Dopo il commosso ricordo del ministro Brunetta, che ha detto quanto oggi Biagi, con la sua capacità di pensiero, sarebbe prezioso per affrontare una realtà di “fatti mai visti prima”, è stato il ministro Orlando a fissare tre ragioni per le quali la lezione impartita dal promotore della Legge 30 è ancora attuale: “La prima ragione riguarda una consapevolezza del limite del giurista quando si occupa di lavoro. Per Biagi il diritto del lavoro non è un diritto qualunque calato nella realtà: lui stesso diceva che ‘non si può studiare il profilo giuridico del mondo lavoro senza avere riguardo dei contributi offerti dalle altre materie’. Il secondo aspetto è la sua capacità di allargare gli orizzonti, grazie a un’esperienza scientifica che si è nutrita della comparazione con l’esperienza di altri Paesi. La terza considerazione riguarda l’ambizione di legiferare non solo per regolare la situazione in essere, ma per normare anche quello che verrà. Di questa visione prospettica, che si sforzi di capire come il lavoro cambierà in un tempo più lungo, abbiamo oggi un grande bisogno, se è vero che nel prossimo ventennio assisteremo a un cambiamento maggiore di quello avvenuto negli ultimi 150 anni. Ecco perché dobbiamo chiederci quanto una normativa di dettaglio, rispetto a una normativa di principio, possa ancora reggere. Purtroppo, si rischia di essere travolti dalle emergenze, come effettivamente è successo negli ultimi tempi, e di aggrapparsi a ciò che ci rende più sicuri, mentre dovremmo lavorare su ciò che è più utile”.

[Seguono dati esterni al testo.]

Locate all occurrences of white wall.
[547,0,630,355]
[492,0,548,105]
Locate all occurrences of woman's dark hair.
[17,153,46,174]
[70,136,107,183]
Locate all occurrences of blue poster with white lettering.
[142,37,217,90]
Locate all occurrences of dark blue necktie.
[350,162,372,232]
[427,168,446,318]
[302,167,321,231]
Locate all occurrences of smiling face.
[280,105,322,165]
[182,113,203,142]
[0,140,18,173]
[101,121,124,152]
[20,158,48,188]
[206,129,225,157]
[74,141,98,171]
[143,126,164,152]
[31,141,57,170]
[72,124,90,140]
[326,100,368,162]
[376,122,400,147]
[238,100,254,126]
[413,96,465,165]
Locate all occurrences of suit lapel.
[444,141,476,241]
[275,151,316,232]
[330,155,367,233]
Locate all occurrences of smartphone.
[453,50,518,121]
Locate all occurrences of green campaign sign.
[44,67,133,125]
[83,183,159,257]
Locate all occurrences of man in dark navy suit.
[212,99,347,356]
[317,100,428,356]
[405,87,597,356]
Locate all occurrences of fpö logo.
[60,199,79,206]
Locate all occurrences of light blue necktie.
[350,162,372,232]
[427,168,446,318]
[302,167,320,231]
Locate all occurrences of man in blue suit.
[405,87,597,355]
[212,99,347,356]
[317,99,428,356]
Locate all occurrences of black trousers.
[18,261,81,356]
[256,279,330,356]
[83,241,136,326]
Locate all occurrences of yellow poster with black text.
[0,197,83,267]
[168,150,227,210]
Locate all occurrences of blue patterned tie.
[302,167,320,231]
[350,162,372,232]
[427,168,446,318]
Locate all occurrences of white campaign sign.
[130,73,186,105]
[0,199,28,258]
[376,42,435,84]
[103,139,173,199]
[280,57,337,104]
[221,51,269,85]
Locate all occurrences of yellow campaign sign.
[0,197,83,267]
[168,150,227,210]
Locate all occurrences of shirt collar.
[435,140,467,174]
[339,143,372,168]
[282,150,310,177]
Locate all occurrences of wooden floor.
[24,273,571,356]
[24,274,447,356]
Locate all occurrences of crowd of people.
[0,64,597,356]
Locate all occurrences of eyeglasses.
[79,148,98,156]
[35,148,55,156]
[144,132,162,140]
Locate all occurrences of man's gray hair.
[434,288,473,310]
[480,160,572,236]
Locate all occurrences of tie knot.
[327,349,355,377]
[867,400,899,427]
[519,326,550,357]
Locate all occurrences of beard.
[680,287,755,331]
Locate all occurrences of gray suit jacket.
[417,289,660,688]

Secondo Orlando, infine, è importante tenere vive l’ambizione riformista e la capacità di guardare ai cambiamenti di fondo che hanno contraddistinto il lavoro di Biagi: “Dobbiamo farlo con quell’energia e quel coraggio che ebbero Biagi e gli altri giuslavoristi colpiti dal terrorismo per aver provato a introdurre una visione, un processo di umanizzazione del lavoro. E ne saremo all’altezza solo se il dibattito politico e istituzionale sapranno avere uno sguardo lungo sul futuro”.